Kuba genießt den diplomatischen Erfolg und begrüßt selbstverständlich »die von der
39. Generalversammlung in Pedro Sula (Honduras) erreichte Wiedergutmachung der historischen Ungerechtigkeit«.
Damit ist nicht weniger als der Rausschmiss Kubas 1962 aus den Reihen der Organisation gemeint. Havanna
genießt, schweigt aber nicht: Kuba werde nicht wieder in den Schoß »der unbestatteten Leiche«
OAS zurückkehren.
In aller Offenheit hatten damals die Vertreter der Vereinigten Staaten den Ausschluss eingefädelt –
im Widerspruch zu den Statuten der OAS, in denen den Mitgliedern Meinungsvielfalt zugestanden wird. Aber
die Statuten waren 1948 in Kraft getreten. Eine politische Bewegung wie die kubanische Revolution schien
damals undenkbar zu sein. Als sie dann doch elf Jahre später von der Insel Besitz ergriff, sollte
sie so schnell wie möglich wieder aus der Welt geschafft werden, unter anderem durch totale Isolierung.
Das ging schief, Kuba unterhält heute diplomatische Beziehungen zu allen Staaten der westlichen
Hemisphäre mit Ausnahme der USA. Die versuchten trotzdem noch bis zur letzten Minute, die
OAS-Generalversammlung zu bewegen, die »Korrektur der historischen Ungerechtigkeit« an Bedingungen zu
knüpfen. Selbst das wurde nicht akzeptiert. Ein Sieg Kubas auf der ganzen Linie. Und die kubanische
Regierung versprach in ihrer Erklärung, sie werde sich wie bisher aktiv an den regionalen Mechanismen
beteiligen, so wie es José Marti vorschwebte – in »unserem Amerika, das vom Rio Bravo über die
karibische Region bis nach Patagonien reicht«.
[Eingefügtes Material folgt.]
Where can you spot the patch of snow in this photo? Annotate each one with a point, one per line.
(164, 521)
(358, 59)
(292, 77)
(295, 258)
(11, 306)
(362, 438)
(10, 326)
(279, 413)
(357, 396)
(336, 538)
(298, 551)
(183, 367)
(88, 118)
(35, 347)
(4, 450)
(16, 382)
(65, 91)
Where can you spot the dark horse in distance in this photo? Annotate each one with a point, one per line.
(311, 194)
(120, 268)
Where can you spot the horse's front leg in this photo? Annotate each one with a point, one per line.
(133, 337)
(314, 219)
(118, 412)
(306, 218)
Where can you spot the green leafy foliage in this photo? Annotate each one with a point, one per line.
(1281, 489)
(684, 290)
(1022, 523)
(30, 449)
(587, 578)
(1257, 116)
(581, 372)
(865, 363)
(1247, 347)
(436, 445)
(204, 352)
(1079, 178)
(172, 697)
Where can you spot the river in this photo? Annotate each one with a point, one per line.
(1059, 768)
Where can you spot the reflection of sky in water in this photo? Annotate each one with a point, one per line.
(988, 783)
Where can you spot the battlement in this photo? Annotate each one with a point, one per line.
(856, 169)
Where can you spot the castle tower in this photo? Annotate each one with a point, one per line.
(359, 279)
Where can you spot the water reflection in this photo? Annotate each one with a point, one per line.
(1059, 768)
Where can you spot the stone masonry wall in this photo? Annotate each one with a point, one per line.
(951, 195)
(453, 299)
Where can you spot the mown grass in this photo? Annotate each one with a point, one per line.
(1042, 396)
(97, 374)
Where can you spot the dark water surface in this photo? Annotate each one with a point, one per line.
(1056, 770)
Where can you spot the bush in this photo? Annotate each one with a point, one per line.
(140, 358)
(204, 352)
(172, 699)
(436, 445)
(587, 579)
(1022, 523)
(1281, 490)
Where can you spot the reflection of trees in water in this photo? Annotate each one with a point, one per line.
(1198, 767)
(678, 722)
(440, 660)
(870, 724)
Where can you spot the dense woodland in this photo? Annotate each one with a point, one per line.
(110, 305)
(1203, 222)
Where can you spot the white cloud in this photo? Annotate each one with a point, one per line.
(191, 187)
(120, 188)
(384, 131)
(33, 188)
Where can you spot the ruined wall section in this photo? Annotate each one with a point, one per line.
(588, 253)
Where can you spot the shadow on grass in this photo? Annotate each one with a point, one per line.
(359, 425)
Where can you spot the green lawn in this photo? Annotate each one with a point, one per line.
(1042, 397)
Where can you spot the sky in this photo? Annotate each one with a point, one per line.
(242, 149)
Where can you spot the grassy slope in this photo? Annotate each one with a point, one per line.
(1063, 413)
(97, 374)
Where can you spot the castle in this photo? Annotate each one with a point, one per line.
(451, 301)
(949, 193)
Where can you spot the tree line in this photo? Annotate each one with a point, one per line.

Fernando Lugo, der Präsident Paraguays, flog von Pedro Sula direkt zu einem Staatsbesuch nach Kuba.
Er war das zehnte lateinamerikanische Staatsoberhaupt, das in diesem Jahr der kubanischen Regierung seine
Aufwartung machte. Ab Mittwoch waren es mit Evo Morales elf. Sieben wurden auch von Fidel Castro
empfangen, der seine Leitartikel unermüdlich weiterschreibt, mindestens zwei Mal die Woche. In einem
seiner jüngsten macht er klar, dass Kuba in allen regionalen Organisationen – und das sind fast ein
Dutzend – aktiv mitarbeitet. Das ist wohl ein Hinweis, der jene Landsleute beruhigen soll, die gesagt
haben: Da haben sich die meisten OAS-Mitglieder redlich und zäh bemüht, Kuba wieder seinen
Platz in der Organisation freizumachen, und wir sagen nur nein, für uns hat sich dieser Verein
erledigt.
Doch Kuba bleibt selbstverständlich amerikanisch eingebunden. Noch im Juni finden zwei Treffen mit
Lateinamerikanern und Kariben statt, der sechste Gipfel von Petrocaribe, der seit Donnerstag in St. Kitts
und Nevis unter Teilnahme von 16 Staaten tagt, und am 24. Juni treffen sich in Caracas Venezuela, Kuba,
Honduras, Nicaragua, San Vincent und die Grenadinen, Dominica sowie Ecuador und El Salvador als Mitglieder
der Bolivarianischen Alternative für unser Amerika (ALBA).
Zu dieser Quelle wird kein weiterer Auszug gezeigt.